U.S. stocks headed lower early on Friday and liked it so much they kept on going. Investors can't be reassured about President Obama's plan to reduce the deficit AND increase spending. Does anyone take these kinds of plans seriously anymore?

Meanwhile, a curtain of debt threatens to divide Europe in two again, according to World Bank President Robert Zoellick. Well, he didn't put it exactly that way. But he did say that if Eastern European banks do not get US$154 billion in recapitalisation funds from their neighbours in the West, the "crisis" would get worse.

Which crisis? Good question. There are so many to pick from these days.
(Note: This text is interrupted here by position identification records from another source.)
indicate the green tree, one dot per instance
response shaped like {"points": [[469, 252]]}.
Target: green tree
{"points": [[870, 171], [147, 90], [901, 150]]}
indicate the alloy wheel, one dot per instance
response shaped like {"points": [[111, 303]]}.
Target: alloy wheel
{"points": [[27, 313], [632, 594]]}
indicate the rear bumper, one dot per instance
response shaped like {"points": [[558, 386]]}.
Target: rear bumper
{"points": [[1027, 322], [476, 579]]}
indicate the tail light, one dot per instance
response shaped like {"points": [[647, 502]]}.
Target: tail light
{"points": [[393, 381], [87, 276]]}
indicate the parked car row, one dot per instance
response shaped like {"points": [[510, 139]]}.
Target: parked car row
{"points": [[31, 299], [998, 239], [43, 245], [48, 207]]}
But in all seriousness, what do Gordon Brown, Angela Merkel, and Nicolas Sarkozy think they can do? Europe's banks have made bad loans in emerging markets, especially Eastern Europe. Europe's governments already have high public debt to GDP ratios. And in some places like Ireland, Spain, and the U.K. house prices are crashing.

It's looking more and more like the euro crash will come before the dollar crash. Or maybe they'll crash together. Gordon Brown hinted at something bigger and better than just a few major world currencies. He pointed out that nothing anyone's done has really worked yet. So obviously, more will have to be done.

"These are testing times," he said, while not pointing out that the test is largely being failed by policy makers who keep trying the same two things. "We've seen the biggest global fiscal stimulus that has ever been done. We've seen the biggest interest rate cut the world has ever had. Today we decided that we need to do even more than that by working together."

Cut interest rates? Check! Rush out government checks to people who don't pay taxes so they can spend money that's not theirs? Check! Even more? Uh...we'll check on that and get back to you.

Markets are clearly not convinced anyone in government knows what's going on or can fix it. Nouriel Roubini says the U.S. is in the third or fourth inning of the crisis. For you non-baseball fans, that means it's not even halfway over. If the U.S. adds another $4 to $5 trillion in debt over Obama's administration, Roubini reckons the credit rating of the United States government is going down.

No wonder Hillary Clinton was over in China asking the Chinese to please buy American bonds. It's a pretty sad state of affairs when the American Secretary of State has to go begging for money abroad. But hey, that's life as a debtor.

She told a Shanghai TV station, "'I certainly do think that the Chinese government and central bank are making a smart decision by continuing to invest in Treasury bonds. It's a safe investment. The United States has a well-deserved financial reputation."

Yes. You can say that again.

In response to all of this, gold is getting awfully popular. In Aussie dollars, the gold price has rocketed over $1,500. In the U.S., gold broke US$1,000 on Friday. It couldn't hold the line. But now its supporters are looking at $1,500 as the next strategic objective.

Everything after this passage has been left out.